Рецензия 1. Влада Баронец о подборке стихотворений Данилы Кудимова
Для меня подборка Данилы Кудимова складывается из четырёх стихотворений, а не из семи (первое, второе, третье и пятое). О них я и хотела бы поговорить.
В двух стихотворениях (первое и пятое) Данила тяготеет к использованию архаизмов, слов из древних языков (древнерусский, древнегреческий), перемежая их отдельными графемами (кириллическими и латинскими) и знаками препинания. Текст дробится, заключается в скобки, слова распадаются и (не) собираются в новые, приобретают вид неправильных («ангелами — ангельми», «стань каплью» и т. д.). Стилистическая неровность усиливается из-за того, что архаические выражения вроде «полем же живши» перебиваются элементами разговорной речи («хоть это и не значит / Что приврать(ишь) / В реальность»).

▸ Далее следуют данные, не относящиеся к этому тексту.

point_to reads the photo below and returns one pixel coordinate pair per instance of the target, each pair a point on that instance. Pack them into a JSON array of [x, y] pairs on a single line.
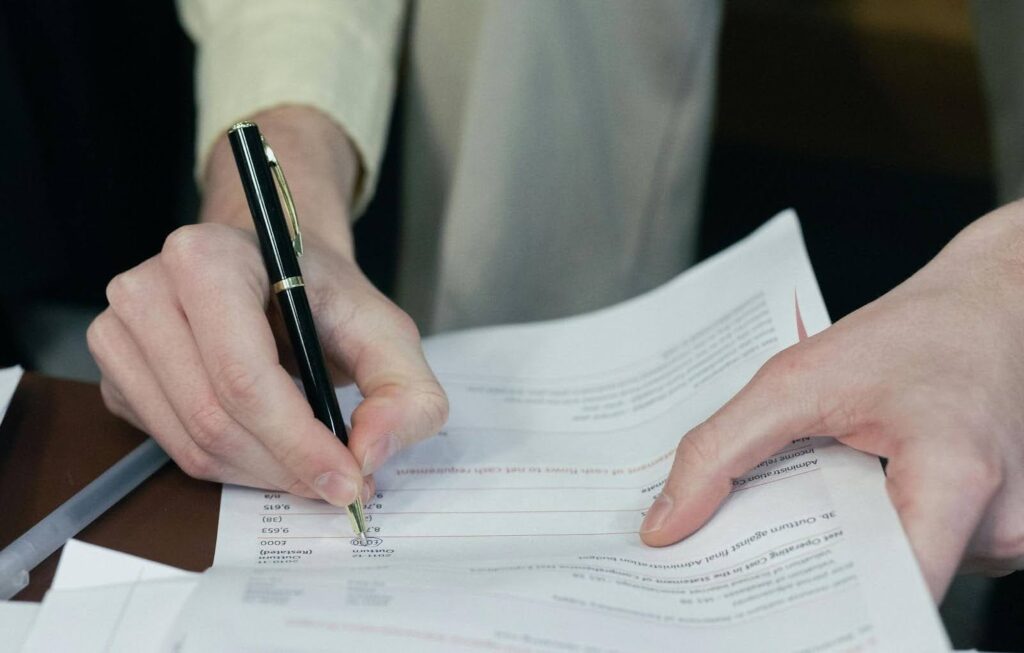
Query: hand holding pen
[[189, 355]]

Подобное «собирание» поэтического языка из разнородных символов характерно для ряда современных авторов — например, Варвара Недеогло строит на этом методе целую книгу, создавая (как сама она объясняла на презентации этой книги) язык Другого, субъекта, вынужденного существовать на стыке разных культур и на окраине катастрофы. Данила, кажется, намеренно отказывается от полноценной сборки: его язык остаётся фрагментарным, недо-рождается. Так, в наполовину разъятом виде, существуют и элементы текста (лестниц-/е(го)), и он сам:
Стань каплью
В Лете
Ведь ходили беаше
Был есмь
При привычке и море выпьешь
Хоть это и не значит
Что приврать(ишь)
В реальность
В результате такой организации текста читатель воспринимает его одновременно как принадлежащий к другому языку/времени и незавершённый. Текст как будто хочет достичь полноты, но не физической, а смысловой, и находится в поиске такого смысла, который рождается только в непрерывном слиянии/разделении, трансформации его частей, иносказании.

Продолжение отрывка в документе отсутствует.